Valerica closed her eyes. She should have known. With all of the commotion after Jim’s accident, who would have noticed a lone figure making his way through the camp?

She had known. She had simply refused to see.

“Watch over her, Elizabeth,” she whispered. “I swear to you I’ll save her. Keep our daughter safe until I can find her.”

It was a year and a half since Valerica had taken Bill’s mother into the desert. Elizabeth hadn’t understand at first, thinking it nothing more than a fancy picnic. There were so few chances to be alone, away from the gossip. But this morning Bill was in church, and the mine was shut down for Sunday worship.

The two women were a sight. Valerica was still caked with dust and sweat from yesterday’s work. Her loose miner’s overalls hid a muscular body, and her black hair was tucked into a blue cap. By contrast, Elizabeth Bemis was a proper lady. She wore a black silk hairnet with beads and blue ribbons dangling down her neck. Despite the heat, she refused to remove her bonnet, nor would she soak it down with water from the canteen, as Valerica had done with her cap.

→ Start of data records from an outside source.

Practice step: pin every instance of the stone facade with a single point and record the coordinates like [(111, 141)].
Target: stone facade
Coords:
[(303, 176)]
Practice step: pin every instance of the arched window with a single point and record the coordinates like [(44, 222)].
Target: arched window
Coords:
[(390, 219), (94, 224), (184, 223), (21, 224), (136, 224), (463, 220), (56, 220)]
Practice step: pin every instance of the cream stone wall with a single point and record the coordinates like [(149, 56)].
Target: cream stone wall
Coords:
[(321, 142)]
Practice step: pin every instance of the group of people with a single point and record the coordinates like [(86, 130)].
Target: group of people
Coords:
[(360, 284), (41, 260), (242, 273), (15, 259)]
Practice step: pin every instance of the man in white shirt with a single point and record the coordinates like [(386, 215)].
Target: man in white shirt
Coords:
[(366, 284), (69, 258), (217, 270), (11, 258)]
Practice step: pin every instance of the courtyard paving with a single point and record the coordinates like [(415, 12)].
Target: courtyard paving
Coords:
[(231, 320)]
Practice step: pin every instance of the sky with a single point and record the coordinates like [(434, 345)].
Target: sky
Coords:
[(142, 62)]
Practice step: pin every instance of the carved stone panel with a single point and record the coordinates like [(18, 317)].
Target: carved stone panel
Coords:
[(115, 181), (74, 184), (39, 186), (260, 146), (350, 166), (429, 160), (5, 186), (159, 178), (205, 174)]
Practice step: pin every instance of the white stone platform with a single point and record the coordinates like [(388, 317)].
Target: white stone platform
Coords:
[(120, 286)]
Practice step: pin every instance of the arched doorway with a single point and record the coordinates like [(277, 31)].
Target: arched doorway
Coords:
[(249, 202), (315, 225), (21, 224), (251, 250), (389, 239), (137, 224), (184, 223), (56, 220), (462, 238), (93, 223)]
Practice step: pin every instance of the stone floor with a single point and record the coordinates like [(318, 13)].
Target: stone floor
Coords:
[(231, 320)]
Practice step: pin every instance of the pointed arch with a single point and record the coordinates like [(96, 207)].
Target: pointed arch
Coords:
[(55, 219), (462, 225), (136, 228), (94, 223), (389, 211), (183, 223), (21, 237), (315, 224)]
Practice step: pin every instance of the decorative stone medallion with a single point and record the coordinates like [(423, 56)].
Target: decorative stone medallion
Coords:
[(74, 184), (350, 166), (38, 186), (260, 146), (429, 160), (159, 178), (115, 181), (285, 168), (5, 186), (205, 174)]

“Where are we going?” Elizabeth asked, taking Valerica’s hand in hers and swinging them like a child.

“There.” Valerica pointed. The blood spell she had traced on the cracked boulder was gone, washed away by the elements, but the power remained. Trapped by the magic, a coyote whimpered at the base of the boulder. The animal favored her back left paw as she paced, and her ribs were clearly visible against the dirty gray fur. Even without Valerica’s spell, she would have died within a few days.

Valerica pulled out a razor she had borrowed from Elizabeth ’s cabin. She opened the blade and nicked her palm, then extended her hand so the blood dripped onto the coyote.

The coyote’s legs collapsed. Her tongue lolled from the side of her mouth as she struggled to raise her head.

“What are you doing?” Elizabeth asked.

“Did you mean it?” Valerica tightened her fist, squeezing more blood into the dirt. “What we talked about last week, after Bill’s birthday?”